Başbakan Recep Tayyip Erdoğan'ın, KKTC dönüşü basın mensuplarına yaptığı, terörle mücadelede polisin etkinliğinin arttırılması yönündeki açıklaması olumlu yankılar buldu. Uzmanlar bunun, Türkiye'nin terörle bir 30 yıl daha kaybetmemesi adına sevindirici olduğu görüşünde. Konuyu ilk olarak demeçleriyle gündeme getiren Çanakkale Onsekiz Mart Üniversitesi (ÇOMÜ) Rektörü Prof. Dr. Sedat Laçiner, "Burada yapılması gerekenin ne olduğu belliyken biz sırf siyasi takıntılarımız yüzünden engellersek, bir 30 yılımızı daha kaybederiz." dedi.
Terörle mücadelenin profesyonellerin ve uzamanların yapacağı bir iş olduğunu söyleyen uluslararası strateji uzmanı Prof. Dr. Laçiner, bugüne kadar çok vahim hatalar yapıldığını belirtti. Bunların başında, yapılanması teröristle mücadeleye hiçbir şekilde uygun olmayan düzenli ordunun kullanılmasının geldiğini vurgulayan Rektör SLaçiner, "Bu durum Silahlı Kuvvetler'e, terör ve teröristle mücadeleye çok büyük zararlar vermiştir. Bu hataya ısrarla devam edilirse maliyet artar, saldırılar da birbirinin aynısı olur. Bu hatadan çok uzun süre önce dönülmesi gerekiyordu. Rahmetli Turgut Özal, bu yönde bazı adımlar atmıştı ancak çabaları sonuç vermeden olay başka yerlere çekildi. Ne yazik ki Türkiye'de her şey siyasi olarak değerlendiriliyor, işin teknik boyutunun dışına çıkılıyor. Bu mesele, bir rejim sorunu gibi sunulmaya başlıyor. Bugün de bizim terörle mücadelede ordu yerine, hareket kabiliyeti daha yüksek olan profesyonel ve uzman birimlerin kullanılması önerimiz, Silahlı Kuvvetler düşmanlığı gibi yansıtılıyor. Aslında tam tersi bir durum söz konusu. Askerleri seviyorsak polis, jandarma ve MİT gibi kurumlardan veya bunların dışında bir birim oluşturarak orduya dış destek sağlamamız lazım. Bu arada ordumuzun yeniden yapılanmaya ihtiyacı olduğu da bir gerçek. Polisin de aynı şekilde burada birtakım görevler alacak olması, sevindirici bir zihniyet dönüşümü yaşandığını gösteriyor. Polis bu konuda tek başına yeterli olmayabilir, jandarmanın 'kır polisi' haline getirilmesi gerekiyor. Daha kesin çigilerle İçişleri Bakanlığı'na bağlanması gerekiyor." dedi.
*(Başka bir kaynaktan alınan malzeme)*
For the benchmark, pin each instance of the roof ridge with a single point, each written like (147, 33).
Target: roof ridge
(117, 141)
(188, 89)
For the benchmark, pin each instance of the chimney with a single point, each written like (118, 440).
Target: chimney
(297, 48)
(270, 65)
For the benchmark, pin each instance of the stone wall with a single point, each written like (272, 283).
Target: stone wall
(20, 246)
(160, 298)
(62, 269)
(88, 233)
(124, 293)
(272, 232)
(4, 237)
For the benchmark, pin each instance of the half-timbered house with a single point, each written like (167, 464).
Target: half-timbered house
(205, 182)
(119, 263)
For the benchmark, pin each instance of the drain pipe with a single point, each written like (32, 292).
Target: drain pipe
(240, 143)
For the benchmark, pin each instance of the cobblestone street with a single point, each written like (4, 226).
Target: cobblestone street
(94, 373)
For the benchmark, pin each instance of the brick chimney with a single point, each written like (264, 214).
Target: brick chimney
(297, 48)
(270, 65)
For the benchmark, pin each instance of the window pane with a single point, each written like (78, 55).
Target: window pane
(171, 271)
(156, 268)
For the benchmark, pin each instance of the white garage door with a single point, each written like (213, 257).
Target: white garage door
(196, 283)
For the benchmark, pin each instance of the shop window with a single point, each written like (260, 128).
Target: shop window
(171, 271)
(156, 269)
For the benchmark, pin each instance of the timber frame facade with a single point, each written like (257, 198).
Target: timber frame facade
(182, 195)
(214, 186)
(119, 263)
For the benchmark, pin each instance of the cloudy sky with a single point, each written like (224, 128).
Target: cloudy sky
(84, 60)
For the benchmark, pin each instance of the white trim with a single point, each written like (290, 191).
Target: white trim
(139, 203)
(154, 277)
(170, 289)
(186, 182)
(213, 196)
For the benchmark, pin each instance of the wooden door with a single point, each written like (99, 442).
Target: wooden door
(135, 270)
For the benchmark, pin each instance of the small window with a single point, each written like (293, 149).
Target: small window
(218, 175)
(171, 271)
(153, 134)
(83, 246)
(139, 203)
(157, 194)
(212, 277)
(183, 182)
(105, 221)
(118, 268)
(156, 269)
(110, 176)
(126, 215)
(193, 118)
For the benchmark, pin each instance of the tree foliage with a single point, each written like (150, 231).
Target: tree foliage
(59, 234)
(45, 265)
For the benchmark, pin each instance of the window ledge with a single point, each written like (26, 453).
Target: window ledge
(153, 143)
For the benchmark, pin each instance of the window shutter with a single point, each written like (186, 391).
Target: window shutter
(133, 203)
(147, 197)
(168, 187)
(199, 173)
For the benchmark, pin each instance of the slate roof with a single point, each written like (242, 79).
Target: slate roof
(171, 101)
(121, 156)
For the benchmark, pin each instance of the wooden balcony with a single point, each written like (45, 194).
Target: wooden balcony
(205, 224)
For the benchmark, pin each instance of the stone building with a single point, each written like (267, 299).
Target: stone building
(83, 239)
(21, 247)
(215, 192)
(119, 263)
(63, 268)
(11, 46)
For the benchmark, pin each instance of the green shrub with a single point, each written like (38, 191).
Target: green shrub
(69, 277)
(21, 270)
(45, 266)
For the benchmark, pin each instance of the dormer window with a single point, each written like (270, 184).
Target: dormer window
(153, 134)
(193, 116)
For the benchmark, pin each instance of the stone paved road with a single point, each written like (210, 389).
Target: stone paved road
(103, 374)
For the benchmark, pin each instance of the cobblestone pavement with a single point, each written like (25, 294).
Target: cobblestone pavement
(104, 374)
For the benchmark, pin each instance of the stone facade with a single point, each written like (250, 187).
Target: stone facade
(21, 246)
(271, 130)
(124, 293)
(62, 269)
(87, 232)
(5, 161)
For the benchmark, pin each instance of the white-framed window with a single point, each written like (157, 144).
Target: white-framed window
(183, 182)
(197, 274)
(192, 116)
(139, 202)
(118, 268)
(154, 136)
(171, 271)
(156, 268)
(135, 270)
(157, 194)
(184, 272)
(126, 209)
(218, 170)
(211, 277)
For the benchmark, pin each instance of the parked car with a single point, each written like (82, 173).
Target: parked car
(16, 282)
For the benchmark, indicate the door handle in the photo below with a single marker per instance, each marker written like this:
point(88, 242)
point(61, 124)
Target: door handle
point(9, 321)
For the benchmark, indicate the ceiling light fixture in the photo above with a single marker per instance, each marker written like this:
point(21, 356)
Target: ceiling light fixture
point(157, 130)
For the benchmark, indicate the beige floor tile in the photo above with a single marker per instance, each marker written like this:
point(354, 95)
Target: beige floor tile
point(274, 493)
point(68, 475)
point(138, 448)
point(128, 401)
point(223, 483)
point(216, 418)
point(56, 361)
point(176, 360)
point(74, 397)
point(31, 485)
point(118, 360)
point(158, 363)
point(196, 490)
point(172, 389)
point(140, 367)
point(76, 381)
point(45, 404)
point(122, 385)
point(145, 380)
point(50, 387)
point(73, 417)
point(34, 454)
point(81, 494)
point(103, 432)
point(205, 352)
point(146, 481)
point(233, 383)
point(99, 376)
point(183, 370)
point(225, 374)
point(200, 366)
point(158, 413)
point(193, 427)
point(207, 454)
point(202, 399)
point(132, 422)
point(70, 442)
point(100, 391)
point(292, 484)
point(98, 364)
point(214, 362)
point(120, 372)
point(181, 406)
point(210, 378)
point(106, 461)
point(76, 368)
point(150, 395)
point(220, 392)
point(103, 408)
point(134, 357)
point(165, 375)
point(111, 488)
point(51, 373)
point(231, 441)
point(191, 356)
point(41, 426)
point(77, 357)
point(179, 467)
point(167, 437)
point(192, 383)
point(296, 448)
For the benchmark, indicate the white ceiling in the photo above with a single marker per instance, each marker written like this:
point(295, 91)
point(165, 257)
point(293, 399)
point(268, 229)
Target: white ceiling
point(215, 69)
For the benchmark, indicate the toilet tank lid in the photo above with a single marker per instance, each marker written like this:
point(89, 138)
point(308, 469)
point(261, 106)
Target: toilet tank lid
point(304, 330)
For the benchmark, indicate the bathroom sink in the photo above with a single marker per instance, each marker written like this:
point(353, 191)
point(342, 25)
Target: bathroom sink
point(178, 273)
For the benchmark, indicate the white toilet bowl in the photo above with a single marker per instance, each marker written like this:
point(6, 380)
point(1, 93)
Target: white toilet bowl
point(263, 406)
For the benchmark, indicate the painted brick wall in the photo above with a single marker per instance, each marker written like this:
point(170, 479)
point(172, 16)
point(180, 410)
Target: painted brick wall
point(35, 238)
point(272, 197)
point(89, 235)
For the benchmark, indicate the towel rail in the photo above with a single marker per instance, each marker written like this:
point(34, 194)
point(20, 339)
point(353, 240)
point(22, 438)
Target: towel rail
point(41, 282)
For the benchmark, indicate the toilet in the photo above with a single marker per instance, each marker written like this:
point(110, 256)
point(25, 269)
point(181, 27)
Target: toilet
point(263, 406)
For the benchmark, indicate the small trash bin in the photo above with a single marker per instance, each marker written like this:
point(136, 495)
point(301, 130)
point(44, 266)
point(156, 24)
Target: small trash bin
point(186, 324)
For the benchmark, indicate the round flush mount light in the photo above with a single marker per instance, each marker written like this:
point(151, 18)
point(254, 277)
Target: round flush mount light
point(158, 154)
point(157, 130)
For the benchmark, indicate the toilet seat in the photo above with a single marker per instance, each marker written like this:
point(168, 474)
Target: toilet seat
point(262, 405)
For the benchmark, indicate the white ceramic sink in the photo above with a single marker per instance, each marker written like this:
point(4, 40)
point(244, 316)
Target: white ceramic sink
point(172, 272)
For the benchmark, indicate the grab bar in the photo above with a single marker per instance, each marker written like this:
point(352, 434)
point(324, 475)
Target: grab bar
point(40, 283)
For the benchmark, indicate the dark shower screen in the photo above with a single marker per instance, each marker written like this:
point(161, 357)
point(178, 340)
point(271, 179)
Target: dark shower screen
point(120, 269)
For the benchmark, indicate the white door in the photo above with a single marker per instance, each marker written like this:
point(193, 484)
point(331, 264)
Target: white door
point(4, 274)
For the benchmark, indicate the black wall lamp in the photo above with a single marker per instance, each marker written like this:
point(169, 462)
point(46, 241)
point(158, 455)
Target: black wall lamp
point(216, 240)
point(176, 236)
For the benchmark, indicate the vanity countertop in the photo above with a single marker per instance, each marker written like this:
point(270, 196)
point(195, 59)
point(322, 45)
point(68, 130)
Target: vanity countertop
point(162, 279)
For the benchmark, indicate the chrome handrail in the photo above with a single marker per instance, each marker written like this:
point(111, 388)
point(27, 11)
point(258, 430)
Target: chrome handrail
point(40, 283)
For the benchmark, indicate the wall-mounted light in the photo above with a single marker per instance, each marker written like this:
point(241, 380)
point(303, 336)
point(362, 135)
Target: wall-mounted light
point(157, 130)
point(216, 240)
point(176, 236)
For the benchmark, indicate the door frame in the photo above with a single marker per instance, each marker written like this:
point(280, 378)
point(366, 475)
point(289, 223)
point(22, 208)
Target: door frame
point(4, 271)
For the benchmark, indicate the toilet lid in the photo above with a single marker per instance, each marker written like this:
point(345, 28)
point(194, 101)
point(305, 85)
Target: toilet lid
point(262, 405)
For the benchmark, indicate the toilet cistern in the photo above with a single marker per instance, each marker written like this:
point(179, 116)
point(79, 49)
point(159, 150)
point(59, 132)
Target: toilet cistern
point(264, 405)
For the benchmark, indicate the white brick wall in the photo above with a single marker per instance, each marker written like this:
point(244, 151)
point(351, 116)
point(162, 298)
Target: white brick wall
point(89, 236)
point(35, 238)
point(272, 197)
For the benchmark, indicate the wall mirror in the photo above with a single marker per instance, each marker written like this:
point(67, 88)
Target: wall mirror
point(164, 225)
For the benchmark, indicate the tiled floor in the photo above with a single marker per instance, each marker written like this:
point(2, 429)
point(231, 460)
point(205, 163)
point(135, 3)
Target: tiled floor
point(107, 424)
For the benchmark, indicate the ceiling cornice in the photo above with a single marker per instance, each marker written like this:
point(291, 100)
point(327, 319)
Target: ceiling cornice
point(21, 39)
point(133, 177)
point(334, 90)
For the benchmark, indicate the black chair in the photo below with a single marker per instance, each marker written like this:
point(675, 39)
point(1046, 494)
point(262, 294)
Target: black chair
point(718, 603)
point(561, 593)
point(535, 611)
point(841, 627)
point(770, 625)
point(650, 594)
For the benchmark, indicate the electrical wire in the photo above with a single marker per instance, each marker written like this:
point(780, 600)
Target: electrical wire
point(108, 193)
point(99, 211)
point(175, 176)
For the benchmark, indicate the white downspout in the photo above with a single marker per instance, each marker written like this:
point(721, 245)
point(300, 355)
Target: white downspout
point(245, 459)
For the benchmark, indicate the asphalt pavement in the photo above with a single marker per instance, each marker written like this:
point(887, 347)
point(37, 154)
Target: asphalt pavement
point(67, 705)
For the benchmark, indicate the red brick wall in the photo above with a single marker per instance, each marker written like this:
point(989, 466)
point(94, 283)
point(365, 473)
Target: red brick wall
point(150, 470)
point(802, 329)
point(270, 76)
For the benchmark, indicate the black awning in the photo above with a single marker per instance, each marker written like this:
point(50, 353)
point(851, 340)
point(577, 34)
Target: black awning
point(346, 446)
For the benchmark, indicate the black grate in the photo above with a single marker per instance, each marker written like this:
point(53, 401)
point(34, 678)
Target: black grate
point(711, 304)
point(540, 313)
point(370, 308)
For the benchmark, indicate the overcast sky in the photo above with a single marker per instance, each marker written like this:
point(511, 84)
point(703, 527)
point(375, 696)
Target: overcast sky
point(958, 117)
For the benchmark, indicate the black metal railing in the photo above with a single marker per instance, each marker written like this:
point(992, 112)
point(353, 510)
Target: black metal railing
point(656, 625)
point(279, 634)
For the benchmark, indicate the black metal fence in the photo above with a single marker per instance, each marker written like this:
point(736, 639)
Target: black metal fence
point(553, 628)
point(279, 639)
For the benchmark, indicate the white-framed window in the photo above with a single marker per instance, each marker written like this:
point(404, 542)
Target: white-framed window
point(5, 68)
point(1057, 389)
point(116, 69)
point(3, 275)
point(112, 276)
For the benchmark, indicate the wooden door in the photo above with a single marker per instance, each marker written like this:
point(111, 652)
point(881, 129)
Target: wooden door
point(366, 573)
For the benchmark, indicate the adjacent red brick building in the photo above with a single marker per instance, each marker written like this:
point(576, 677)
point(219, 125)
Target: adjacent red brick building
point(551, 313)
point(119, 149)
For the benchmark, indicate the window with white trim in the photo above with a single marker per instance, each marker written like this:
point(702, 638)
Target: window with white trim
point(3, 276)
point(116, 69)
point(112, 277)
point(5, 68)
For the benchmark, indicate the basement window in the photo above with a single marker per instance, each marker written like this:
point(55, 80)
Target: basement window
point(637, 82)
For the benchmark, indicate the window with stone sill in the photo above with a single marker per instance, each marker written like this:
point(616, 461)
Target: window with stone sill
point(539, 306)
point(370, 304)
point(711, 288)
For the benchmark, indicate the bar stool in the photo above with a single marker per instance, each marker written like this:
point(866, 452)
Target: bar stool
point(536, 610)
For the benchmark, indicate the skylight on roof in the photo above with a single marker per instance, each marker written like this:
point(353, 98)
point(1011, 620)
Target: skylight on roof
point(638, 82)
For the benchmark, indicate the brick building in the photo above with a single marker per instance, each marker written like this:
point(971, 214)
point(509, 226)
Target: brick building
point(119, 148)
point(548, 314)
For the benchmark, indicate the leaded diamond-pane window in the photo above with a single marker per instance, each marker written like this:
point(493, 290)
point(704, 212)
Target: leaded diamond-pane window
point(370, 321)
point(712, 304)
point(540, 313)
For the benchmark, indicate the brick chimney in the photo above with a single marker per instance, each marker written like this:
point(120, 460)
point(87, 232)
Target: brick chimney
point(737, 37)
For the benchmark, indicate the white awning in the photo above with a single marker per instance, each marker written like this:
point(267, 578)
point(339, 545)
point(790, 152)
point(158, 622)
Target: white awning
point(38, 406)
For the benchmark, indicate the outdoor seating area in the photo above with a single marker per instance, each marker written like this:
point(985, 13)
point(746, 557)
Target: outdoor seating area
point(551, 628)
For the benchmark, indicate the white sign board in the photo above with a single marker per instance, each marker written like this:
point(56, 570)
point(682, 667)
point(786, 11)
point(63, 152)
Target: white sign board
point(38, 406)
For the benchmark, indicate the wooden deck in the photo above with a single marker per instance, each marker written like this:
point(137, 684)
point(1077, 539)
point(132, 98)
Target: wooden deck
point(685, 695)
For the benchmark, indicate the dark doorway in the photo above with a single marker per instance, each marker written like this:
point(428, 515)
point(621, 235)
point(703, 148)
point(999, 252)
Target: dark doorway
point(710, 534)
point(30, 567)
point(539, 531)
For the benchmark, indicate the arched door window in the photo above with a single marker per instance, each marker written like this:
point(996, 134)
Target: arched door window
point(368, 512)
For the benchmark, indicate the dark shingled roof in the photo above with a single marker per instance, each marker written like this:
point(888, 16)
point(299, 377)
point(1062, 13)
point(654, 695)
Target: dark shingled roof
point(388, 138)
Başbakan Erdoğan'ın söylemine, başta ana muhalefet partisi olmak üzere birtakım çevrelerin eleştirel bakmasının yersiz olduğunu söyleyen Sedat Laçiner, Türkiye'de her konunun ideolojik mülahazalarla değerlendirildiğini ifade etti: "Mesela bir yere eskisini yıkıp yeni bir bina yapılacağı zaman bile, İstanbul'daki Atatürk Kültür Merkezi'nde olduğu gibi insanlar konuyu bambaşka yerlere çekiyor. Özellikle terör olaylarında bu daha fazla yapılıyor. Ordunun temel görevi dış savunmadır. Türkiye'nin dağlarında Kara veya Hava kuvvetlerinin çok fazla olması, ordunun dış reflekslerini kaybetmesi anlamında zarar verir. Polis ve MİT, başka ülkelerin kurumları değil. TSK da bir idolojinin temsilcisi değil. Hükümet, ideolojik algılanabileceği endişesiyle bu konuya bugüne kadar değinmemiş olabilir ama çocuklarımız, yıllarımızı, paramızı kaybediyoruz." şeklinde konuştu.